Diary of the Second Addams Administration 16.

            The United States and China continued hammering each other in mid-April 2025.  Both countries raised their tariffs on each other (the US to 145 percent and China to 125 percent).  China barred is airlines from taking delivery of Boeing jets and its rare-earth and magnet producers from exporting to the United States; while the United States tightened the screws on AI technology exports to China.  The United States showed some interest in negotiating, but China wouldn’t bite.[1] 

            The incoherence of the Trump administration’s tariff policy with regard to the rest of the world flooded into the China policy.  President Donald Trump said that there would be no “carve-outs,” then crawfished again.  There would be only a 20 percent tariff on cell phones, laptops, and modems.  Then he crawfished again: new tariffs on electronics and semi-conductors would soon be announced. 

            Regardless of their incoherence, the main point in the eyes of some critics lay in the pain that they inflict on ordinary Americans.  Tariffs will force up prices and disrupt supply-chains.  “Mom-and-pop shops that rely on Chinese imports” will suffer.[2]  “Mom-and-Pop!  Their lives of hard work and service to the local community wrecked by Trump’s tariffs!”  Well, actually, most of the Mom-and-Pop stores got destroyed decades ago by Walmart and Amazon.  This is just evoking a nostalgic image for lack of a good argument. 

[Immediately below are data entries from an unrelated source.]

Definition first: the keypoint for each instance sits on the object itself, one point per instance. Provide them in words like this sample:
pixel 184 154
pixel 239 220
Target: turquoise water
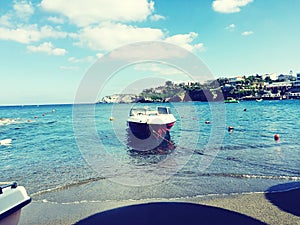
pixel 59 150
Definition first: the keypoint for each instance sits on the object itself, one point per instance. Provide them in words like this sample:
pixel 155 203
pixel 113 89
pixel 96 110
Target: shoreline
pixel 266 208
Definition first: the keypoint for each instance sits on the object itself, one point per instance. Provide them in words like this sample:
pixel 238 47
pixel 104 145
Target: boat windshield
pixel 137 111
pixel 163 110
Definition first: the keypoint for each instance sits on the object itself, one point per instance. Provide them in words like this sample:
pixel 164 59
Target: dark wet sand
pixel 255 208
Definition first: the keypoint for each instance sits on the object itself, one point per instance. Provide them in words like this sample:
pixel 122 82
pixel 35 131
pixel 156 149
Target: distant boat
pixel 12 199
pixel 144 121
pixel 231 100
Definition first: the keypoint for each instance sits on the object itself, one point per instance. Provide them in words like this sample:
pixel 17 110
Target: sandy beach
pixel 255 208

            Other critics warned that the tariffs will just make China mad.  It will retaliate in ways that hurt Americans and America.  China can restrict exports (as with rare earths and high-end magnets); China can blacklist American firms, driving down their profits and the value of their stocks; China could sell off a part or all of its $760 billion in U.S. Treasury bonds. 

            They aren’t drawing the logical conclusion.  First, we’re very vulnerable to Chinese pressure and, to some degree, dependent upon Chinese good will to fend off disaster.  So we should make nice?  How about we remember the old adage that “If I owe you $100, then I have a problem; if I owe you $1 million then you have a problem”?    

            Rare earths and magnets are described as “critical to manufacturing everything from cars and planes to drones and weapons systems.” So we are dependent on our chief rival for these goods?  In case of open conflict, or even just tense bargaining over important issues, China could boycott their export to the United States?  With what effect on our ability to produce “cars and planes… drones and weapons systems”?  OK, suppose we got into a dispute not with China, but with China’s ally Russia?  I know that’s far-fetched, but give me some rope here.  Say Russia attacked Ukraine.  Would fear of China withholding key resources cause us to support Ukraine less fully than we could do and might want to do?  In any case, would it be a good idea to try to regain our technology industrial independence? 

            Second, the United States isn’t really hammering China with tariffs.  Almost alone and in his usual rabbity fashion, Donald Trump is hammering China.  Lots of right-thinking people are trying to distance themselves from a president engaged in a trade war with our deadly enemy in economy and international relations.  Who do you think Taiwan, South Korea, Japan, and Australia would want to win that one, if they have to choose?  Who would you choose? 


[1] “Trade war with China threatens U.S. economy,” The Week, 25 April 2025, p. 5.    

[2] New York Post, quoted in “Trade war with China threatens U.S. economy,” The Week, 25 April 2025, p. 5.